In an unsettling turn of events, the government of Guyana fell victim to a calculated cyberespionage campaign in February 2023, named Operation Jacana. The cyber experts at ESET, a renowned cybersecurity firm, pinpointed the attack, which used an innovative backdoor mechanism called DinodasRAT. Intriguingly, the backdoor’s moniker was inspired by a character from “The Lord of the Rings” because of the unique identifier it sent to its command and control servers, always beginning with the string “Din.” There is a persistent question about whether the government is even aware of the devastating compromise since it was never revealed to the citizens of Guyana.
This malware wasn’t just named after a fictional character but boasted alarming capabilities. It was designed to extract files, tamper with the Windows registry keys, and execute command prompts. But DinodasRAT wasn’t the only weapon in the attacker’s arsenal. The perpetrators also used Korplug, a tool associated with past cyber operations believed to be connected to China. While ESET couldn’t directly link the espionage to any known Advanced Persistent Threat (APT) group, there’s a medium level of confidence pointing to a threat group aligned with Chinese interests.
The initial penetration of the Guyanese governmental systems was through spearphishing emails.
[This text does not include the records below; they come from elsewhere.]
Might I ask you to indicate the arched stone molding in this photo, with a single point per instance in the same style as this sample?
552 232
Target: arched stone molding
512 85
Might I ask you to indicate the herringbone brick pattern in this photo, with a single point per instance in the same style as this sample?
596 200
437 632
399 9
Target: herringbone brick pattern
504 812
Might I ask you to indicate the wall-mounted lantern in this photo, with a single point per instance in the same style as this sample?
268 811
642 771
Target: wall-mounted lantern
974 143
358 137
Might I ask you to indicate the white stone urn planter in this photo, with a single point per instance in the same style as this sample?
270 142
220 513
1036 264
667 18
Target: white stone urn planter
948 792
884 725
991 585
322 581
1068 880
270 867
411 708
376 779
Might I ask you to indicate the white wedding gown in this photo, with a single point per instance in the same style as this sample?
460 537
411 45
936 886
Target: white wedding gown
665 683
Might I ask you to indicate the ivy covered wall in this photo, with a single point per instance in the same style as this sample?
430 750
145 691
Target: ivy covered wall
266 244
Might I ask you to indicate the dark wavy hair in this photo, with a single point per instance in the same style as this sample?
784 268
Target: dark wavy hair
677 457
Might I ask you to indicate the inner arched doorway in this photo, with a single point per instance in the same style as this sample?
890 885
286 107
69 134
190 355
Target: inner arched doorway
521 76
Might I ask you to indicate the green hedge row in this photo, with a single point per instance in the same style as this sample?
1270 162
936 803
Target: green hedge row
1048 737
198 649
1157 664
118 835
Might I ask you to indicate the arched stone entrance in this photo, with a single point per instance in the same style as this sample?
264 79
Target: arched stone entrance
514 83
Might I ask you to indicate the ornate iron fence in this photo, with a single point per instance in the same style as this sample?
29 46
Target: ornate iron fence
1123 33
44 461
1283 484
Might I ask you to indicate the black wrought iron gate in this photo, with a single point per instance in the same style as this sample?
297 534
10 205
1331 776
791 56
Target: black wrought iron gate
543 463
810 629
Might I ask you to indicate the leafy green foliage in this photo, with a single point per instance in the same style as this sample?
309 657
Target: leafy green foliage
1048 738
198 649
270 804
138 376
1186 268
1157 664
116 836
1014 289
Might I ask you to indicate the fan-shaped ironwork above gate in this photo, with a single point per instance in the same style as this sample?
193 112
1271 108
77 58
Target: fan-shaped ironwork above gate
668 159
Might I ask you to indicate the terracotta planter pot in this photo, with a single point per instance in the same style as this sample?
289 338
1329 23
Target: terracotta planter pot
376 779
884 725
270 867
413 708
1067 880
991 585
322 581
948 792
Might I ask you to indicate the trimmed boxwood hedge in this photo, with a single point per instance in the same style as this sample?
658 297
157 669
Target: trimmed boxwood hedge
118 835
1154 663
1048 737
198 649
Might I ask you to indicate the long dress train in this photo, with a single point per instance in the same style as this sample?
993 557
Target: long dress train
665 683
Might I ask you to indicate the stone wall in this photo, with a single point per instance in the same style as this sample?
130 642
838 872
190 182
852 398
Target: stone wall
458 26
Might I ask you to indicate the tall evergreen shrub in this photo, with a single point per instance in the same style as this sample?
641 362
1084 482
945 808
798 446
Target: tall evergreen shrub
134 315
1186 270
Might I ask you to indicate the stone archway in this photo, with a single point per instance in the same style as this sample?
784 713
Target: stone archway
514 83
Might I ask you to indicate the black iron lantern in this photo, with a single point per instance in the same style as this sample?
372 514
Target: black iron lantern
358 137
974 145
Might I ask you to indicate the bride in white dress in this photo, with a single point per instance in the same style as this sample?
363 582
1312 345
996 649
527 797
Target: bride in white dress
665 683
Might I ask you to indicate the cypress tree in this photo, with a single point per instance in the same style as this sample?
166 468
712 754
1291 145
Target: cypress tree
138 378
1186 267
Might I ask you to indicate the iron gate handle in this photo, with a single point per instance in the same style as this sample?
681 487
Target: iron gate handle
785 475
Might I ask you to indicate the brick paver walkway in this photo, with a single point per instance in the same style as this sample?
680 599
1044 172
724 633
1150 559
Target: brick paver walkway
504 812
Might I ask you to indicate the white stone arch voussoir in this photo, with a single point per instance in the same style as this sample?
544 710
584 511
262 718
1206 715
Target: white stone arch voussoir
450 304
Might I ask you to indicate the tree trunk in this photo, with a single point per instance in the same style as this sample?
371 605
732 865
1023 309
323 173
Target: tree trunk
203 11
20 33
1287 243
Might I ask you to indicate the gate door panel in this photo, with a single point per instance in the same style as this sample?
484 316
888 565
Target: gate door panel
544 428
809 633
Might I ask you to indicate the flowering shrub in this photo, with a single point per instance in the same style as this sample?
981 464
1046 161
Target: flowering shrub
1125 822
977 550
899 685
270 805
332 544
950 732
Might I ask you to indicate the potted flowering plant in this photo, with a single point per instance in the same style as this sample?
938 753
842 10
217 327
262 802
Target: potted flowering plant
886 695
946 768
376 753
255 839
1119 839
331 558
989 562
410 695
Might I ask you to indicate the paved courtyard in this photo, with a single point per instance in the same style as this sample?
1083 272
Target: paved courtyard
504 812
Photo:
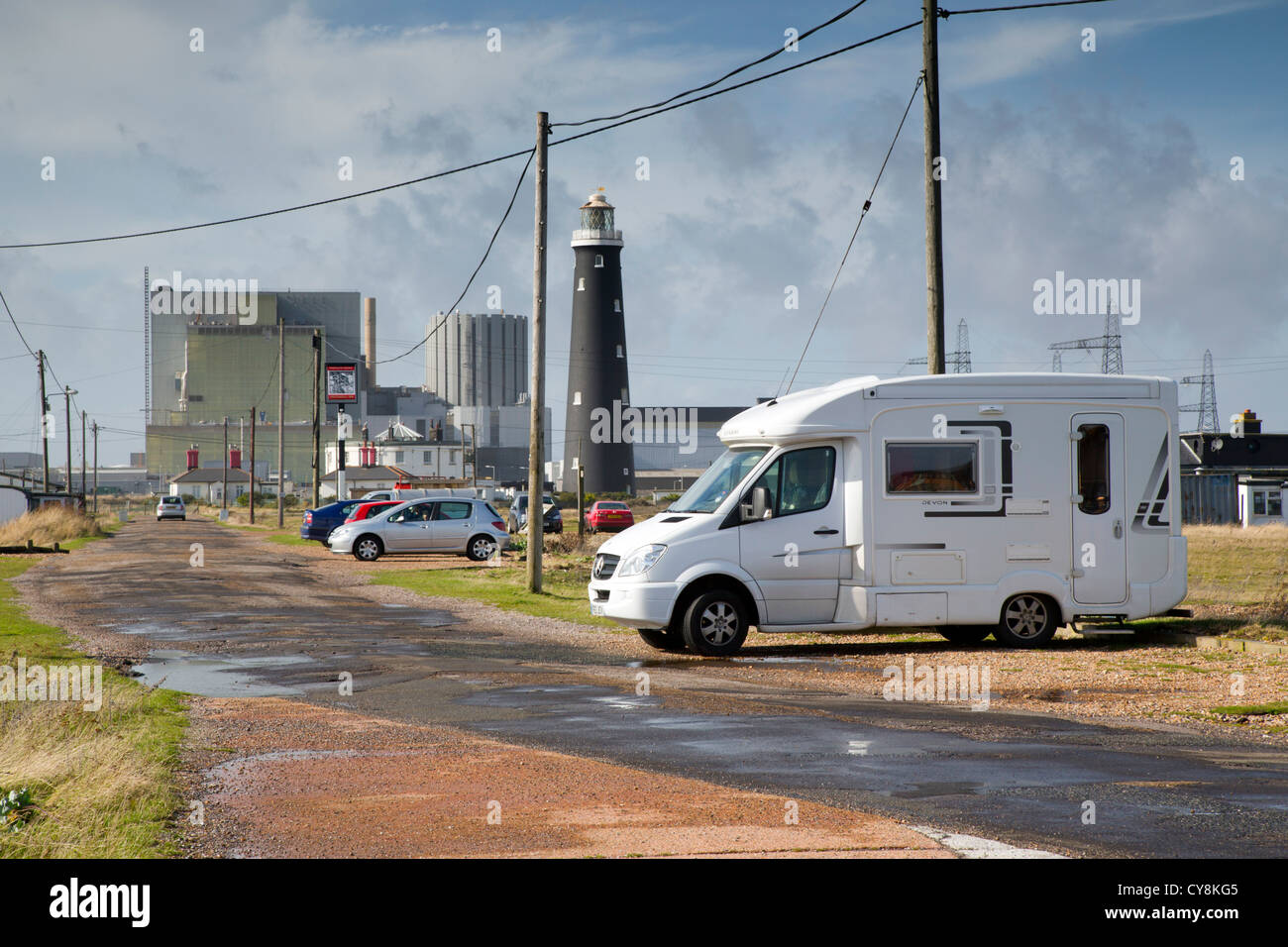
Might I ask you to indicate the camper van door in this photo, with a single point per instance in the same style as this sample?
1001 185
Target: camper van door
795 554
1099 510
These weren’t generic spam emails but meticulously crafted messages meant to deceive their intended targets. Once the attackers had a foothold, they began to move laterally through the internal networks, deploying DinodasRAT and other malicious tools, including a version of Korplug. The intricacies of this breach are depicted in Figure 1.
The implications of such an orchestrated assault are severe. Confidential state information, including diplomatic communications, financial records, and other vital documents, might have been exposed. DinodasRAT’s capabilities suggest that the hackers had real-time access to strategic communications, plans, and even financial data. This puts the nation at risk of blackmail, especially if compromising information about its operations or officials is unearthed.
Additionally, the malware’s advanced command structure enabled attackers to manipulate essential files, potentially disrupting governmental operations or even altering official records. The fact that they could traverse deeper into the government’s systems, especially using the SoftEther VPN client, broadens the potential impact of the attack. The resultant potential for misinformation could lead to public confusion, eroding citizens’ trust in the government’s ability to protect national interests.
Most alarmingly, the possible ties to Chinese hackers might strain diplomatic relations between Guyana and China. This comes at a delicate time when both nations are engaged in several bilateral ventures. Operational disruptions, the necessity for increased cybersecurity investments, and potential financial implications are now inevitable for the Guyanese government. The nation now faces the arduous task of damage assessment and fortifying its cyber defenses.